During Jul-Dec FY2024, 12 out of 22 sectors witnessed positive growth. The positive sectors include Food, Beverages, Wearing Apparel, Leather Products, Coke & Petroleum Products, Chemicals, Pharmaceuticals, Non-Metallic Mineral Products, Rubber Products, Wood Products, Machinery and Equipment and others (including Football), while negative growth observed in Tobacco, Textile, Paper & Board, Iron & Steel Products, Fabricated Metal, Computer, Electronics & Optical Products, Automobiles, Electrical Equipment, Furniture and Other Transport Equipment. The inflationary pressure remained sustained in January, though anticipated to fall in the coming months.
In January 2024, the CPI inflation was recorded at 28.3 percent on a year-on-year basis, up from 27.6 percent in January 2023. During Jul-Jan FY2024, it has increased to 28.7 percent, compared to 25.4 percent in the corresponding period last year. The spike in CPI is mainly driven by an increase in the costs of Alcoholic Beverages & Tobacco, Housing, Water, Electricity, Gas & Fuel, Furnishing & Household Equipment Maintenance, Perishable Food Items, Non-Perishable Food Items, Transport, Health, and Clothing & Footwear.
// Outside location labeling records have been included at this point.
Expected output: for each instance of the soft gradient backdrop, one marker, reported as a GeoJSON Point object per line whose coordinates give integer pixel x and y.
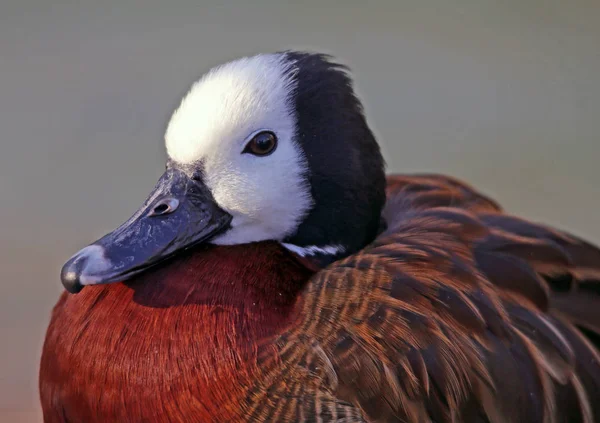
{"type": "Point", "coordinates": [503, 94]}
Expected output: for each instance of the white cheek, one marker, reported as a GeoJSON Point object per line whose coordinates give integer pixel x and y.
{"type": "Point", "coordinates": [267, 196]}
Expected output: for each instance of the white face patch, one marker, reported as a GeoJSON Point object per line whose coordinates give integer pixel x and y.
{"type": "Point", "coordinates": [267, 196]}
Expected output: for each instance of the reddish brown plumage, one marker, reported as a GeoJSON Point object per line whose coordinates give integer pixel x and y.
{"type": "Point", "coordinates": [176, 344]}
{"type": "Point", "coordinates": [457, 312]}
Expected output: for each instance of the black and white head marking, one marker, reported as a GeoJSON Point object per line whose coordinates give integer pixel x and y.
{"type": "Point", "coordinates": [321, 191]}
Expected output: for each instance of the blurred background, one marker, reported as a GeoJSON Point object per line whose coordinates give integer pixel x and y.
{"type": "Point", "coordinates": [503, 94]}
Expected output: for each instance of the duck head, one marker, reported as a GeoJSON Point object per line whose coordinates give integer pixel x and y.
{"type": "Point", "coordinates": [269, 147]}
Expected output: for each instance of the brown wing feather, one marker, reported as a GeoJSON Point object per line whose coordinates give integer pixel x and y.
{"type": "Point", "coordinates": [455, 313]}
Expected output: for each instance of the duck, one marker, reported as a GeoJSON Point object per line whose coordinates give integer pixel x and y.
{"type": "Point", "coordinates": [276, 273]}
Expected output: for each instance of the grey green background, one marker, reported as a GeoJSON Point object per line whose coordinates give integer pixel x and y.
{"type": "Point", "coordinates": [505, 94]}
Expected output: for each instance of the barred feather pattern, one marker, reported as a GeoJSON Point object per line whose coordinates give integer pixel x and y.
{"type": "Point", "coordinates": [457, 312]}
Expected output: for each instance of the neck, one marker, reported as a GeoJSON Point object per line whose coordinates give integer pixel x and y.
{"type": "Point", "coordinates": [258, 281]}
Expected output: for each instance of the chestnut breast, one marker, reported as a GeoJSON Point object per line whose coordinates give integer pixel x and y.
{"type": "Point", "coordinates": [174, 344]}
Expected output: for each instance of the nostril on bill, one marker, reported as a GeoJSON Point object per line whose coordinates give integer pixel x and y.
{"type": "Point", "coordinates": [80, 269]}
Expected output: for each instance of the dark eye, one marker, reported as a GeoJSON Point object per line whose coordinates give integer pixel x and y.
{"type": "Point", "coordinates": [262, 144]}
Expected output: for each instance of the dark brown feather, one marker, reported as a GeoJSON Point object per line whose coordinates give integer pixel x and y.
{"type": "Point", "coordinates": [457, 312]}
{"type": "Point", "coordinates": [452, 315]}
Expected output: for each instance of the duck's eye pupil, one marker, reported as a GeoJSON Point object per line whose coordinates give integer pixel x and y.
{"type": "Point", "coordinates": [262, 144]}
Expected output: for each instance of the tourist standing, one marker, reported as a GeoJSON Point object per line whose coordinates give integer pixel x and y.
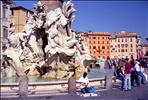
{"type": "Point", "coordinates": [83, 80]}
{"type": "Point", "coordinates": [120, 75]}
{"type": "Point", "coordinates": [127, 80]}
{"type": "Point", "coordinates": [137, 68]}
{"type": "Point", "coordinates": [109, 62]}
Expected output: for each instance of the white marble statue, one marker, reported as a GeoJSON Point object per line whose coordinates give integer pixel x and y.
{"type": "Point", "coordinates": [47, 44]}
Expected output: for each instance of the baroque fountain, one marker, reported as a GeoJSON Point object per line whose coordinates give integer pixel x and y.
{"type": "Point", "coordinates": [47, 46]}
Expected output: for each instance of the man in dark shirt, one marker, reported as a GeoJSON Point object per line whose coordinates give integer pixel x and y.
{"type": "Point", "coordinates": [120, 75]}
{"type": "Point", "coordinates": [127, 80]}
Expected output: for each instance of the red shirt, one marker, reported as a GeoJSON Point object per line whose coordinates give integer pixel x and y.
{"type": "Point", "coordinates": [128, 68]}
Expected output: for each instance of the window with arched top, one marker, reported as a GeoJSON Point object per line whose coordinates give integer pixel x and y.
{"type": "Point", "coordinates": [103, 47]}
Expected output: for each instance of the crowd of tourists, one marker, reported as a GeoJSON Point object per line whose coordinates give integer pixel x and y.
{"type": "Point", "coordinates": [130, 72]}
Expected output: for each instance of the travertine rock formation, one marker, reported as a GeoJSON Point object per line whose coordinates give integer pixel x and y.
{"type": "Point", "coordinates": [47, 46]}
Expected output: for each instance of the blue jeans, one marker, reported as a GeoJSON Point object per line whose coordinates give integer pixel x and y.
{"type": "Point", "coordinates": [142, 78]}
{"type": "Point", "coordinates": [122, 79]}
{"type": "Point", "coordinates": [85, 90]}
{"type": "Point", "coordinates": [127, 82]}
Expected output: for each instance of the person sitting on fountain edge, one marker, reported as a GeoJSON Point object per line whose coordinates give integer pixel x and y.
{"type": "Point", "coordinates": [83, 80]}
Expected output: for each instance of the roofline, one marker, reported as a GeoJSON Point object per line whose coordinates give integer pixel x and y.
{"type": "Point", "coordinates": [17, 7]}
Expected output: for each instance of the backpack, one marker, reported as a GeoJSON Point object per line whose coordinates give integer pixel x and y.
{"type": "Point", "coordinates": [92, 89]}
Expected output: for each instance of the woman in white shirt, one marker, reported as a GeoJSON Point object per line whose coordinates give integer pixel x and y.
{"type": "Point", "coordinates": [83, 80]}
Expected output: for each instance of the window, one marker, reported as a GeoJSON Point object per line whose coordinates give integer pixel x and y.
{"type": "Point", "coordinates": [12, 21]}
{"type": "Point", "coordinates": [5, 11]}
{"type": "Point", "coordinates": [126, 45]}
{"type": "Point", "coordinates": [12, 12]}
{"type": "Point", "coordinates": [27, 14]}
{"type": "Point", "coordinates": [94, 47]}
{"type": "Point", "coordinates": [122, 45]}
{"type": "Point", "coordinates": [118, 45]}
{"type": "Point", "coordinates": [5, 33]}
{"type": "Point", "coordinates": [99, 47]}
{"type": "Point", "coordinates": [94, 37]}
{"type": "Point", "coordinates": [131, 39]}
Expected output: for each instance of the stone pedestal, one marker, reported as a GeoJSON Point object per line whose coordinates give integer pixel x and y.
{"type": "Point", "coordinates": [23, 88]}
{"type": "Point", "coordinates": [108, 82]}
{"type": "Point", "coordinates": [72, 85]}
{"type": "Point", "coordinates": [52, 4]}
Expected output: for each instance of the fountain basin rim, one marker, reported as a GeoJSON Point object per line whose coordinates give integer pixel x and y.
{"type": "Point", "coordinates": [46, 83]}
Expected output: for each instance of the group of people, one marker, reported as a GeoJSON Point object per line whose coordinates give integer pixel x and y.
{"type": "Point", "coordinates": [130, 73]}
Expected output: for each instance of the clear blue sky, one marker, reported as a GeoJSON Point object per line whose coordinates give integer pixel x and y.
{"type": "Point", "coordinates": [108, 16]}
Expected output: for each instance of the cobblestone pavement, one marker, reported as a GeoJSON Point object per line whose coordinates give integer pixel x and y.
{"type": "Point", "coordinates": [137, 93]}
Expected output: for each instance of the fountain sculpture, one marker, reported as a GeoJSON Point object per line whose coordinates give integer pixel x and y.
{"type": "Point", "coordinates": [47, 46]}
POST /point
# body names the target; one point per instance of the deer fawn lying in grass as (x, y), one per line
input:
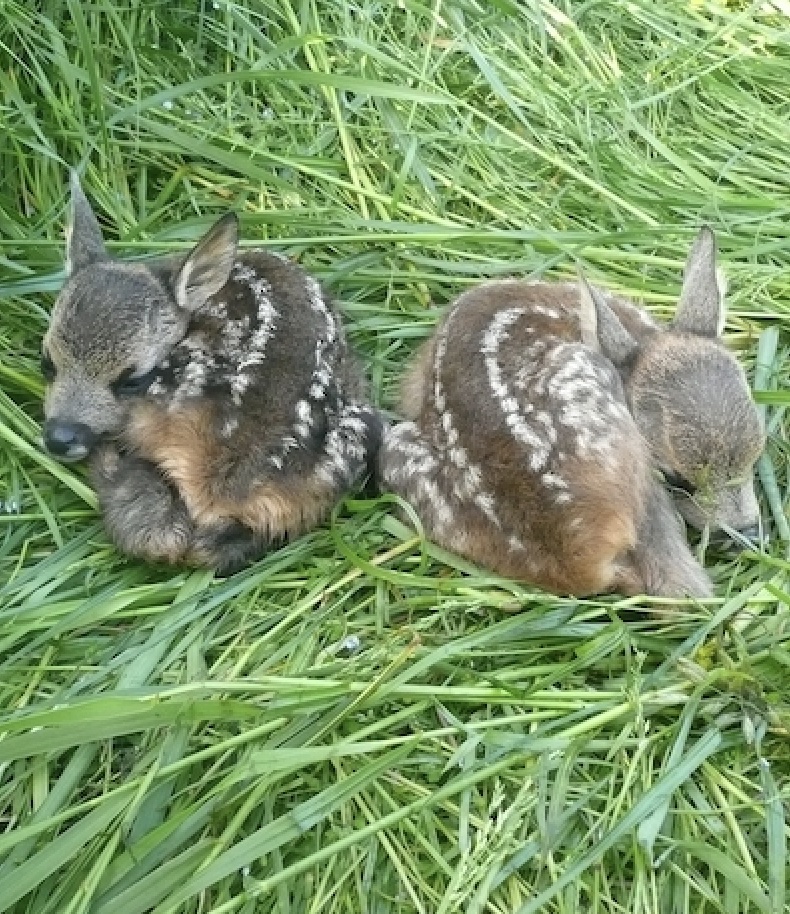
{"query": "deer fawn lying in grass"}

The expenditure side remained under significant pressure due to higher markup payments. Consequently, the fiscal deficit reached 2.3 percent of GDP compared to 2.0 percent of GDP last year. The primary surplus improved to 1.7 percent of GDP during Jul-Dec FY2024, up from the 1.1 percent of GDP in the previous year. On the external front, a sustained improvement in the trade balance is continued, leading to improvement in the Current Account Balance. During Jul-Jan FY2024, the Current Account posted a deficit of $1.1 billion against a deficit of $ 3.8 billion last year. The YoY exports increased by 21.2 percent to $ 2.7 billion in January 2024 as compared to $ 2.2 billion in January 2023, owing to ease in import restrictions and exchange rate stability resulting in smooth supply of raw material for export-oriented industries. YoY imports increased by 16.0 percent to $4.5 billion in January 2024 as compared to $ 3.9 billion the same month last year.
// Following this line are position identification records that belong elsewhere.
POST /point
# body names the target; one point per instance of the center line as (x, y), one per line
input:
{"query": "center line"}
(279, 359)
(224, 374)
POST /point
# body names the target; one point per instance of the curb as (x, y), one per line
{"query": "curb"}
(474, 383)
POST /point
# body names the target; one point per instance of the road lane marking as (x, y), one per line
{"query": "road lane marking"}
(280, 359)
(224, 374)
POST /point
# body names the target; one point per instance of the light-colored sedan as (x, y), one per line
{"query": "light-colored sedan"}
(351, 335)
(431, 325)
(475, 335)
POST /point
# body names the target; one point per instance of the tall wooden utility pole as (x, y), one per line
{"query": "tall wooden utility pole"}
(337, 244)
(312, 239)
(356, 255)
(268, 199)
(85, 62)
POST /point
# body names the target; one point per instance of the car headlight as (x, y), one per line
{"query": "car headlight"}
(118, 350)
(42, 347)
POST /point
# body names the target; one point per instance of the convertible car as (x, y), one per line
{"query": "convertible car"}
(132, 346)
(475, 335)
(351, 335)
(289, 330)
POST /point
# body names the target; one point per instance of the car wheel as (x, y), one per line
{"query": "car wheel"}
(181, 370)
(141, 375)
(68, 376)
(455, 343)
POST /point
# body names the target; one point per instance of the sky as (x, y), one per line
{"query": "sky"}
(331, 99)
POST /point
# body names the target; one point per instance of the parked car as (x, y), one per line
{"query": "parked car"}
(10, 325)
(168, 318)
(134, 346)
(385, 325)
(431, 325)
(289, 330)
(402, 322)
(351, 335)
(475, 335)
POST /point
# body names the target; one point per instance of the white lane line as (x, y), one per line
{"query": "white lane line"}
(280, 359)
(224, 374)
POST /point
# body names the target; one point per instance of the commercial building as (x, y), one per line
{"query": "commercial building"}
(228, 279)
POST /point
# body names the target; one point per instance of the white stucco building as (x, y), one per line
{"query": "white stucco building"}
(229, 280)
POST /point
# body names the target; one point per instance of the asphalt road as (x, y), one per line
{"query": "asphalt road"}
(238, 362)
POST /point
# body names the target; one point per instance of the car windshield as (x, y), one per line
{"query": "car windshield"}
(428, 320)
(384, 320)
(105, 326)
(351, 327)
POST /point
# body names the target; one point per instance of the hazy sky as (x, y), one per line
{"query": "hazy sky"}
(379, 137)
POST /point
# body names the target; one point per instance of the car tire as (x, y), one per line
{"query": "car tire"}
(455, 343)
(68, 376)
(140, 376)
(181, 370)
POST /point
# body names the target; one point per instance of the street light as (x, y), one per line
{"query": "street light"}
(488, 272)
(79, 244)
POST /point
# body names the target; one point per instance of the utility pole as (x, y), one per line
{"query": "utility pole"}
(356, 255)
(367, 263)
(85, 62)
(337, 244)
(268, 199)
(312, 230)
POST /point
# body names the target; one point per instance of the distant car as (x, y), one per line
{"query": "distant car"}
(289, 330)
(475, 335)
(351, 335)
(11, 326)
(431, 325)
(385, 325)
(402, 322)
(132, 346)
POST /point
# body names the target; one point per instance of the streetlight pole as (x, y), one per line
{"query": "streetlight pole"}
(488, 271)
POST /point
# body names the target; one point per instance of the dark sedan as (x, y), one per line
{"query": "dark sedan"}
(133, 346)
Trade balance narrowed down by 9.1 percent to $ 1.8 billion in January 2024 as against $ 1.7 billion last year. The total foreign investment during Jul-Jan FY2024 recorded an inflow of $ 785.9 million as against an outflow of $ 148.8 million last year. During Jul-Jan FY2024, workers’ remittances recorded at $ 15.8 billion ($ 16.3 billion last year), decreased by 3.0 percent. However, YoY remittances increased by 26.2 percent in January 2024 ($ 2.39 billion) as compared to January 2023 ($ 1.90 billion) In the monetary sector, the MPC has maintained the policy rate at 22.0 percent in its decision held on 29 January 2024. The decision is based on the expectation of a decline in inflation in the upcoming months.
During 1 July – 2 February, FY2024 money supply (M2) showed growth of 2.5 percent (Rs 792.3 billion) compared to 1.5 percent growth (Rs 426.1 billion) last year. The first seven months indicate an uptick in the key economic indicators. It is expected that the economic activities will gain further momentum in the last quarter of FY2024. The positive outlook is contingent on the sustained implementation of sound and prudent economic policies to achieve the set growth targets for the current fiscal year.